Soon after the introduction of this class, the risk of diabetic ketoacidosis (DKA)
after initiation of SGLT2 inhibitors has been suggested by several case reports, including
cases of T1DM.[11]
[12]
[13]
[14] Also, analysis of an extensive database of commercially insured patients[15] suggested that SGLT2 inhibitors were associated with twice the risk of DKA as were
DPP4 inhibitors. However, cases of DKA leading to hospitalization were infrequent.
It has been recommended that the increased risk of DKA with SGLT2 inhibitors is among
the factors to be considered at the time of prescribing and throughout therapy if
patients present with symptoms suggestive of DKA. This was not observed in the present
case. Risks and benefits were not weighted carefully when SGLT2 inhibitors were prescribed.
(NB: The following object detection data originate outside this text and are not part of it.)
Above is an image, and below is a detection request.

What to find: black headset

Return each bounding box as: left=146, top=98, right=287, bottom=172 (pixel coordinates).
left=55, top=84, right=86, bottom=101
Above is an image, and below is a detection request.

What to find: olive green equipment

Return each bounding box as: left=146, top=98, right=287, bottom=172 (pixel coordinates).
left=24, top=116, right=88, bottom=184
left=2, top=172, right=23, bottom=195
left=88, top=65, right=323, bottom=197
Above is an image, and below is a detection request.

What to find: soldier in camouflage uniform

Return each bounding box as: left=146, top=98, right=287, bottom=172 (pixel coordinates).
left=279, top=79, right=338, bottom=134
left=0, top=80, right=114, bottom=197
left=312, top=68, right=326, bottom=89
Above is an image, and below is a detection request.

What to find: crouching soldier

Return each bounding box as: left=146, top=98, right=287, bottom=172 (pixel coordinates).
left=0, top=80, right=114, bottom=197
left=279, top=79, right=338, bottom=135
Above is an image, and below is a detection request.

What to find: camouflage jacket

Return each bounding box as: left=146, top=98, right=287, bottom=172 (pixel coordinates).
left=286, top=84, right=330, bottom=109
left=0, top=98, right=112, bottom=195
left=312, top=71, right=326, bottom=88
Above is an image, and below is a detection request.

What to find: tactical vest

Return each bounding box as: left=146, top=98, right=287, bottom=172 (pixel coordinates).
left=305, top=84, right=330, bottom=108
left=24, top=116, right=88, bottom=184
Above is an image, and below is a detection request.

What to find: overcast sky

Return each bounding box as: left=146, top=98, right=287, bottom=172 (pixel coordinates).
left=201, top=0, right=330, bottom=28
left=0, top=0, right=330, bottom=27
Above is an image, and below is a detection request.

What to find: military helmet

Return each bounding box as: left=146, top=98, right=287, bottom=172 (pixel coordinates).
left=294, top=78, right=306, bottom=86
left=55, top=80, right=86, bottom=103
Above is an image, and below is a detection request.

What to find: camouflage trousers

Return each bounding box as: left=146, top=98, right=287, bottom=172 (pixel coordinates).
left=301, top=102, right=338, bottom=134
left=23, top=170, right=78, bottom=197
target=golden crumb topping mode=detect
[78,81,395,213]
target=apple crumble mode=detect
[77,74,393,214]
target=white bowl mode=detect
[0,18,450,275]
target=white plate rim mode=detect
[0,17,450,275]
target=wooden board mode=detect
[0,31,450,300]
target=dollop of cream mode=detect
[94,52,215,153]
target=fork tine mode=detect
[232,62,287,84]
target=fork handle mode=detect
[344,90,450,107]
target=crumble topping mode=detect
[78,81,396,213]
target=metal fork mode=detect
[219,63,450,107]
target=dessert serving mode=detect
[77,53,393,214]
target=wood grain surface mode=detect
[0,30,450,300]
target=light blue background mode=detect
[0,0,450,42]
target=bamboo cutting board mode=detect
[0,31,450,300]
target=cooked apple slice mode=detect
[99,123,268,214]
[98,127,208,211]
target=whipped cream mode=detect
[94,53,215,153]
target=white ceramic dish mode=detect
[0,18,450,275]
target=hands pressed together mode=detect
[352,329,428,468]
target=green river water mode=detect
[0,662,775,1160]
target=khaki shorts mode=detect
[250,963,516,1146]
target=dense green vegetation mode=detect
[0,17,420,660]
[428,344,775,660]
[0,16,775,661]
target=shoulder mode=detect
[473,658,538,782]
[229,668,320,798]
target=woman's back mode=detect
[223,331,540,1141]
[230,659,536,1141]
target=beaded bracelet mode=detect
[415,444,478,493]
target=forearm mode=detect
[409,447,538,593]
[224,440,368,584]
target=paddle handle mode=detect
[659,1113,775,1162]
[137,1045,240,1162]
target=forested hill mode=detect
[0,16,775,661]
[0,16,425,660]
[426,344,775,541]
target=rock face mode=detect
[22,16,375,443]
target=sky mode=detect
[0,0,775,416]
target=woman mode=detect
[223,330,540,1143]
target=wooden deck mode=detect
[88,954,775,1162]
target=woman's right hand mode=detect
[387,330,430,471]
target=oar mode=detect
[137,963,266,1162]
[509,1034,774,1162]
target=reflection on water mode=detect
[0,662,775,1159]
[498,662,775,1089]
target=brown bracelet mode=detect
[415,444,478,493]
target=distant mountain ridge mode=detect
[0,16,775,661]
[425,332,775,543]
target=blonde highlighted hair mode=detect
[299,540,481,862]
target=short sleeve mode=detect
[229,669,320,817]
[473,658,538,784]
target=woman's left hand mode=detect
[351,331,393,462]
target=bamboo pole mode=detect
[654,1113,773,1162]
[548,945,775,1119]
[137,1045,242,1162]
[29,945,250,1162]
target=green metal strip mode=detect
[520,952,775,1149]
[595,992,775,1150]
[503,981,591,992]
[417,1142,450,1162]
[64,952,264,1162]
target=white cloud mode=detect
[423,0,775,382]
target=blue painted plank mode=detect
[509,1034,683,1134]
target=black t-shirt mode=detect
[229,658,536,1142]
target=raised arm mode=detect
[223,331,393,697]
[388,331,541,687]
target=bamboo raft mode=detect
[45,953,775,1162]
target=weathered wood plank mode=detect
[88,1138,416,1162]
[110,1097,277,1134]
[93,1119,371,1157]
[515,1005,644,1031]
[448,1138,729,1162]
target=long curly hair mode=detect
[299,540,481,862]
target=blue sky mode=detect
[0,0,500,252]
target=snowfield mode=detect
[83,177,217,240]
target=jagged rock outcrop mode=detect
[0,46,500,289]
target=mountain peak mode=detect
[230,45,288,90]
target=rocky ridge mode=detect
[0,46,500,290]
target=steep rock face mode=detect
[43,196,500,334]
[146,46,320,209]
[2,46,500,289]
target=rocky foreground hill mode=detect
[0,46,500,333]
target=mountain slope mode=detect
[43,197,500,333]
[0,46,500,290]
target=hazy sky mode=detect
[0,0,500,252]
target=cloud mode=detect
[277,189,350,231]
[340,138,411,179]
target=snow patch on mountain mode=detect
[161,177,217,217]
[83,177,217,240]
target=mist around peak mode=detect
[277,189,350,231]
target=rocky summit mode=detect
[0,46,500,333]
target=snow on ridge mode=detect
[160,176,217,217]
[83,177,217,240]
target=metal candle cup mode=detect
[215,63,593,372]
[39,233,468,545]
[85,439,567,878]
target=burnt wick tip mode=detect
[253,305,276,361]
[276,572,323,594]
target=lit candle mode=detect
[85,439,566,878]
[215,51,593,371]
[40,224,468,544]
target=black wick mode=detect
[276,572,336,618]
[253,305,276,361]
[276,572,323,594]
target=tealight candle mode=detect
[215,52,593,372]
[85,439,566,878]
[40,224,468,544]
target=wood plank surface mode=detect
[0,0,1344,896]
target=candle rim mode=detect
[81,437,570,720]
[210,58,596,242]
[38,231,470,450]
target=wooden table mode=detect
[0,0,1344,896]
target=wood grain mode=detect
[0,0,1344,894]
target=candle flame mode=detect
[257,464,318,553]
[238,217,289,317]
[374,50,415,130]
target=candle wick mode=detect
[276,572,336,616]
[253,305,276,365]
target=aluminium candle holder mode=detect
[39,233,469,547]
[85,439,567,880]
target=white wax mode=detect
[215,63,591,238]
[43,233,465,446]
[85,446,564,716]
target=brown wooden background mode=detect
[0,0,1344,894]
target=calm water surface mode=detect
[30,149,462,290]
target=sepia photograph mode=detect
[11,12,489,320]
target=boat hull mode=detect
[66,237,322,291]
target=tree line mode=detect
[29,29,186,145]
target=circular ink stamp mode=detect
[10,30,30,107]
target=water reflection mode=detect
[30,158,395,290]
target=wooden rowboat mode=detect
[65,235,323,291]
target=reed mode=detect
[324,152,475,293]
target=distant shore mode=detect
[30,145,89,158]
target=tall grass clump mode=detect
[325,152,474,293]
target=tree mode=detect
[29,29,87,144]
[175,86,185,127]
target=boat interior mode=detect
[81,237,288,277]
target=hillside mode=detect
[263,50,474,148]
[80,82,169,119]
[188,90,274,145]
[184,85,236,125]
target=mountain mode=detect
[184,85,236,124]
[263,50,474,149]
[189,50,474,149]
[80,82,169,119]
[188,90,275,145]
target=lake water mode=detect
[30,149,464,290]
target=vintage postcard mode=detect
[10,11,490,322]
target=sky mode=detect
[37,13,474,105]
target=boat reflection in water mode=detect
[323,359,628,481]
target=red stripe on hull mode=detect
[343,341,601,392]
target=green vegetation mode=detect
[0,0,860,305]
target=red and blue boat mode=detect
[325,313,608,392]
Two weeks later, the patient was presumably at the prink of euglycemic DKA revealed
in her urinary and plasma chemistry, most likely resulting from the natural progression
of her diabetes, Ramadan fasting, and SGLT2 inhibitors. Fortunately, the patient was
seen and started on insulin in the very nick of time.
Conclusions
The present case highlights the need to consider T1DM and its variants in young patients
with atypical attributes and an unusual course of events at the time of diagnosis
or soon after that. The label of the type of diabetes should be reviewed if the course
changes or when new data become available—injudicious usage of medications that may
be ineffective or potentially carry a risk of harm. Finally, from an organizational
point of view, the management of complex or unusual cases of diabetes remains the
remit of advanced care providers in specialized centers, which should allow a seamless
patient flow at the time of their need.